Another “straightforward” example provides further caution.  Metabolism of many drugs is affected by a genetic variants in the cytochrome p450 complex.  The presence of certain alleles alters drug metabolism in predictable ways.  Knowing a patient’s cytochrome p450 alleles should allow a clinician to adjust drug dosages without the need for trial and error – giving more to people known to metabolize more readily, or less to those who are slow metabolizers –  potentially maximizing benefit while avoiding toxicity.  Warfarin (Coumadin®), an anticoagulant commonly prescribed to prevent blood clots in patients with a variety of heart and other conditions, is one of the drugs metabolized in this way.  Moreover, it has a narrow therapeutic index, meaning there is a relatively small zone of appropriate dosages: too little is ineffective, too much is dangerous.    The usual way to find the sweet spot is to start with a given dose and monitor blood tests to check clotting, making frequent adjustments until the desired effect  if achieved.  This can take many weeks, during which time the patient is at risk for either blood clots or excessive bleeding if the dose is too low or too high.  And people can vary in the necessary dosage by a factor of almost 20, in large part due to known variants in the p450 genes.  So when these variants were identified, it was appealing to think that prescribing based on knowing a patient’s p450 genotype would be safer and more effective.  There was a lot of hype about the coming “pharmacogenetic revolution,” and in 2010, the FDA actually changed the labeling on warfarin to recommend that  physicians choose the dose based on p450 genotype.

They appear to have jumped the gun.  A recent study, a meta-analysis of 9 clinical trials comparing genotype-based dosing of warfarin with standard “trial and error,” found no advantage to the “precision” approach in terms of any laboratory or clinical outcomes.

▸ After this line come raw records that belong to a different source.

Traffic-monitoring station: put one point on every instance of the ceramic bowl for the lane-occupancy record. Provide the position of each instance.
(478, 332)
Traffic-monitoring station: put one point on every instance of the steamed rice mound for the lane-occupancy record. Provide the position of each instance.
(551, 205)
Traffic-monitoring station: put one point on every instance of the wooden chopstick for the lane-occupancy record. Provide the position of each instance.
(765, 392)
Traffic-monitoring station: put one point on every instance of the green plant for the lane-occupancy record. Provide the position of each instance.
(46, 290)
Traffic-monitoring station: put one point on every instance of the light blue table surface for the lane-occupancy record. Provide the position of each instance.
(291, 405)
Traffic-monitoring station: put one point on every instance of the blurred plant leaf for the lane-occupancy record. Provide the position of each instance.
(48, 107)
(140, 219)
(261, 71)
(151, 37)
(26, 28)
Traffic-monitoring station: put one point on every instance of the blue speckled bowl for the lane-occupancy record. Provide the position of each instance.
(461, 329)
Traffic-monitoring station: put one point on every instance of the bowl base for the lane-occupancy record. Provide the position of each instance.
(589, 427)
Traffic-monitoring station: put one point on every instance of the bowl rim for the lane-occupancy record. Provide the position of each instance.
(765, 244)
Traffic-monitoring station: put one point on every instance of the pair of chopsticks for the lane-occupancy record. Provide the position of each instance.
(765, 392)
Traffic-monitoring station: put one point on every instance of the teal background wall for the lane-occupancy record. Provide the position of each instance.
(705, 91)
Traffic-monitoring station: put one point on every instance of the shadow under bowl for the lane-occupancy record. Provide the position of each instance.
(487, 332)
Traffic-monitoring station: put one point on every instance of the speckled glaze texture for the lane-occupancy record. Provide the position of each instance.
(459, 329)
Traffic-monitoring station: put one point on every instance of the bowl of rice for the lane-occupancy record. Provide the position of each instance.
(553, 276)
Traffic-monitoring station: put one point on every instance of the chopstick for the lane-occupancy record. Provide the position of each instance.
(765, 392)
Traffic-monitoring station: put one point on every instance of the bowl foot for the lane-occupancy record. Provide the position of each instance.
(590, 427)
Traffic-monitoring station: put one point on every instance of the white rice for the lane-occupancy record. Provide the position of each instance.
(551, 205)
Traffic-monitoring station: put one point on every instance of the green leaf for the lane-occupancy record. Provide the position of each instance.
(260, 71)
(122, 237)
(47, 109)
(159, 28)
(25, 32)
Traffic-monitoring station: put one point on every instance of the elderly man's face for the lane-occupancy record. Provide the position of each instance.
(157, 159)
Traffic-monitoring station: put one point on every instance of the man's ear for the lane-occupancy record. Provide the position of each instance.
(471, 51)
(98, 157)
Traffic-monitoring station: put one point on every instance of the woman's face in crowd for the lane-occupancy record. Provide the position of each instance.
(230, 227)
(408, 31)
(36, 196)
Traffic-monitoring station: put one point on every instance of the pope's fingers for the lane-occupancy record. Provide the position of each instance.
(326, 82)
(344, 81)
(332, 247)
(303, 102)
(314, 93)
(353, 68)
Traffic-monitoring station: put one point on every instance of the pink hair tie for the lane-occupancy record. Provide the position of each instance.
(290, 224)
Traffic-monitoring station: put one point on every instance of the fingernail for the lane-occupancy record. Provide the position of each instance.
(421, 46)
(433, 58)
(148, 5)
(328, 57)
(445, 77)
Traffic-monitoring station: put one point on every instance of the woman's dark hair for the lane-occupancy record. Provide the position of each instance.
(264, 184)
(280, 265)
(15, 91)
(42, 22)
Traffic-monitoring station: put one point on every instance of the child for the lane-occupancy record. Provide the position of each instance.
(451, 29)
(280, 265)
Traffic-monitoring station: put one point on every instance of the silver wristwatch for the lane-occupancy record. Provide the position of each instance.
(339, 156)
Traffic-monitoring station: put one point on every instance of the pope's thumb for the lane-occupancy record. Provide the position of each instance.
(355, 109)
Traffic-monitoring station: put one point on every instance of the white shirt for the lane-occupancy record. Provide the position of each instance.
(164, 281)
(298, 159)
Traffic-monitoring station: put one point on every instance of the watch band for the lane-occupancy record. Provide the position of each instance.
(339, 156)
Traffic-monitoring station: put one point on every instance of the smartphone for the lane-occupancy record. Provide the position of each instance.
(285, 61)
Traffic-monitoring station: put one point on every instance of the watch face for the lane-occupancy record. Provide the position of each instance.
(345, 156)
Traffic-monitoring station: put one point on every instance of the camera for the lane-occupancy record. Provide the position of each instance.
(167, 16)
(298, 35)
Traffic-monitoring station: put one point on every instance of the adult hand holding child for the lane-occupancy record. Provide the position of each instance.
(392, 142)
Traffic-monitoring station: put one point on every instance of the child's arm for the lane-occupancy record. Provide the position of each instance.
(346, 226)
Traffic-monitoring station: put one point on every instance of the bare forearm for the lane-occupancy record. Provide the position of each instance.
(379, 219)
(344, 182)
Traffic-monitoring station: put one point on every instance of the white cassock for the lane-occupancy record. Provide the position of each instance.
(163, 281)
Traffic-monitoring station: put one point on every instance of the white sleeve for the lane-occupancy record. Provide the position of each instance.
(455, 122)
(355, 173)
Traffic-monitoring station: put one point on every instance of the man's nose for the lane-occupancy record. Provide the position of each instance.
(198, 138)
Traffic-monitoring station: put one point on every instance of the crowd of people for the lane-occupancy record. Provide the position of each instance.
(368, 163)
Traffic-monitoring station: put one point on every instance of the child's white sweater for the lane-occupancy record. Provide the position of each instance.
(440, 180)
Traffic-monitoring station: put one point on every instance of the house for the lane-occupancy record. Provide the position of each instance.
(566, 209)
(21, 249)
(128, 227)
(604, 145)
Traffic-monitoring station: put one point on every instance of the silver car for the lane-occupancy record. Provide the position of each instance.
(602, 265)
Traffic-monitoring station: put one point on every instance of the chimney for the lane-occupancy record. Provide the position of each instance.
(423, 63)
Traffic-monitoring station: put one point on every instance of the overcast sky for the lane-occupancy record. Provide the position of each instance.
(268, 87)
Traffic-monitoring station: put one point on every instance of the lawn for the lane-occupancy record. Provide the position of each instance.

No doubt as our understanding of disease improves, we will be able to target treatments more effectively.  Some things we consider a single condition will turn out to be a cluster of many different conditions, based at least on part on genetic differences, each with a different optimal treatment.  Cancer chemotherapy is already a step in this direction.  But we shouldn’t get overly distracted by this latest shiny object.  The more we learn about the human genome, the more we realize that external factors – environment and behavior – remain the primary determinants of disease and the keys to prevention.  The single biggest advance in the 40+ year “war on cancer” has not come from the lab; it was the reduction in smoking.

Diet, exercise, and other behavioral and environmental factors aren’t very sexy, and they are not the stuff on which academic careers are built, but in the end they are what will make us healthier.  We can’t let the allure of precision medicine threaten support for these mundane but proven strategies.  Gene therapy sounded pretty cool, but it didn’t help Carly.